Previously: RetroPop: Would Jane Eyre Totally Heart Kelly Clarkson’s “Stronger (What Doesn’t Kill You)”?; RetroPop: Jolting “Wide Awake” with Katy Perry, Maya Angelou, and Sylvia Plath
4 Comments Have Been Posted
Frankenstein is my favorite
Miranda R replied on
Frankenstein is my favorite novel of all time, so this post made me happy. I don't listen to Adele and I wasn't aware that this song was one of revenge, but after reading the lyrics, this analogy is great! Adele seems to be singing the parts of both Victor and the monster; they both wish they had never met each other.

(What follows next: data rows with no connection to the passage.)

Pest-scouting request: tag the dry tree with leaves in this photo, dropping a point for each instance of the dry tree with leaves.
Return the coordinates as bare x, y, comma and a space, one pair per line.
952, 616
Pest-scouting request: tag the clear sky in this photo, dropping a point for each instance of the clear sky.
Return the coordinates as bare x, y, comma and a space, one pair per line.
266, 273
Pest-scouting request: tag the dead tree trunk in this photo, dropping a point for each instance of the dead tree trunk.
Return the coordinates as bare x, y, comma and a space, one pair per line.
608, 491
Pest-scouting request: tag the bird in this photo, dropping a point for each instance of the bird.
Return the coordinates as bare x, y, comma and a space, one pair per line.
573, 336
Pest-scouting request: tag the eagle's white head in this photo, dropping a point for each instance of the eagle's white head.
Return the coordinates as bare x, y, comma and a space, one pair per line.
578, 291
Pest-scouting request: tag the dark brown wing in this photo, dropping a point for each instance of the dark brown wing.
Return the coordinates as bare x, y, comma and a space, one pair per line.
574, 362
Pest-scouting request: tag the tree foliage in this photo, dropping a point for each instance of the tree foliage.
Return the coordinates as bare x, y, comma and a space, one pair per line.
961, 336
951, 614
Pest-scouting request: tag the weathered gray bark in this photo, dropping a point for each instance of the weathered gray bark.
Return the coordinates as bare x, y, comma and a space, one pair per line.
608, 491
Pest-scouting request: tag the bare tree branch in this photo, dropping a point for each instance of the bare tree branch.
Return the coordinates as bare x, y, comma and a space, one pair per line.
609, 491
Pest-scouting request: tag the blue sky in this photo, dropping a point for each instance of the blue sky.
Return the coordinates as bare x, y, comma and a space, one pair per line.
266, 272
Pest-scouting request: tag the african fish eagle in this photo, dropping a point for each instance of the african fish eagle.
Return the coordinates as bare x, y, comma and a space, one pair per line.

If anyone else is a Frankenstein buff, I just finished reading a follow-up to the novel that I found wildly inventive and really awesome. It's called Frankenstein's Monster by Susan Heyboer O'Keefe. It starts where Frankenstein left off; after Victor's death, with Walton and the monster. I couldn't get enough of Frankenstein, and this book wraps up the story really nicely.
Awesome! Thanks, Miranda!
Brianna Goldberg replied on
Awesome! Thanks, Miranda!
Delariviere Manley's "The
Elizabeth M replied on
Delariviere Manley's "The Wife's Resentment" is an excellently disturbing revenge tale from 1720. She rewrites an older (male-authored) story and makes the heroine's emotions and actions much more comprehensible. I won't spoil the ending, but the heroine's name is "Violenta" for a reason.
This sounds FABULOUS! Thanks
Brianna Goldberg replied on
This sounds FABULOUS! Thanks so much for the tip, Elizabeth.